Until he had a nearly identical row of pints lined up next to mine—all done by hand without the benefit of my special device.
He was showing me up, and I was mortified, despite having predicted this type of challenge if I’d ever decided to actually pitch the idea to pub owners.
Was his intention to humiliate me in front of his boss? And why did it sting more coming from him than it would have coming from Devlin himself?
I opened my mouth to make the argument I’d already thought through a million times, but he beat me to it. His voice was the kind of quiet, steady voice that hushed a room just so people could listen in.
“The Irish take their pint pulling very seriously, Hudson,” he began. The sound of my name in his soft lilt made something strange happen in my gut. Maybe it was the Irish accent and the fact I wasn’t used to it.
I tried to cut in, to tell him that times were changing and not all bartenders were properly trained or experienced in pulling pints anymore, especially in the States, but he continued before I could get a word in.

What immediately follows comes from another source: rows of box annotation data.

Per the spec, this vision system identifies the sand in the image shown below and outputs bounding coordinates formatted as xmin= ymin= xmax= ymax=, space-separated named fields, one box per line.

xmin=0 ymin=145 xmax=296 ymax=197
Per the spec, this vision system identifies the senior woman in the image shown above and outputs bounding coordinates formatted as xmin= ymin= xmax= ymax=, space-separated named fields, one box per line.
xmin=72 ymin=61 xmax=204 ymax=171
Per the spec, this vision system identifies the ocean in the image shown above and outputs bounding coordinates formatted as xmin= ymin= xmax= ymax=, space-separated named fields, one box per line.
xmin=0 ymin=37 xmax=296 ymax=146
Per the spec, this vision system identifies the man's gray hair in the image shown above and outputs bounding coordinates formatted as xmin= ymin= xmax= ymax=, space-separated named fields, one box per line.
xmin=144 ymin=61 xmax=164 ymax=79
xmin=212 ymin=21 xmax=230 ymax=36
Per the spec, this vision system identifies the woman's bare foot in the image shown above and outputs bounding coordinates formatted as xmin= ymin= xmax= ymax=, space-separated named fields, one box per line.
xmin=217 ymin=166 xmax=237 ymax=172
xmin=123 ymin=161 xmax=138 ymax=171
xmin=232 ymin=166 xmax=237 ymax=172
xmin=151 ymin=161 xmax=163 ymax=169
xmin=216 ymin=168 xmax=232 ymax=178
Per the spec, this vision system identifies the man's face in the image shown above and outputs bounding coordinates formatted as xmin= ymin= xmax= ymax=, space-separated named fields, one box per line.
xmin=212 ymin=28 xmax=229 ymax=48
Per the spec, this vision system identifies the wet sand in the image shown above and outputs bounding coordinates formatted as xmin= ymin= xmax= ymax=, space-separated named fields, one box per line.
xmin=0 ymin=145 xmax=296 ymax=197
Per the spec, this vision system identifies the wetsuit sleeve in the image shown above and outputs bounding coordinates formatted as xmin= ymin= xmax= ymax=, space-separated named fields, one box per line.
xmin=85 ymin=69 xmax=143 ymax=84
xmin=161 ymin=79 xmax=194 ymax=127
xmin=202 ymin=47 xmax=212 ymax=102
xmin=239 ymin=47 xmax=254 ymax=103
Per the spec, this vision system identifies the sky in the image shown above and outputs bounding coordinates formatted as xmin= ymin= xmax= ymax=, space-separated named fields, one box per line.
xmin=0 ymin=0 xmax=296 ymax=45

“The problem is time,” he said. “Pulling the perfect pint takes time and attention, which is all well and good when it’s halfway through a lazy Sunday and you’re only serving auld Johnny who’s been holding down his same stool for fifty-odd years. But when you’re serving loads of university students or stacks of customers at a festival or game, there’s no time for the perfect pour, is there? And chances are, you haven’t hired the type of bartender who knows how to pull a pint the right way because he hasn’t been tagging along with his dad for twenty years to every public house in Ireland watching how it’s done.”
Charlie turned to Devlin. “He needs to pitch to the city pubs, not ones like ours in the middle of nowhere,” he said before turning and walking out.
I stared after him. He’d made my argument without me saying a single word.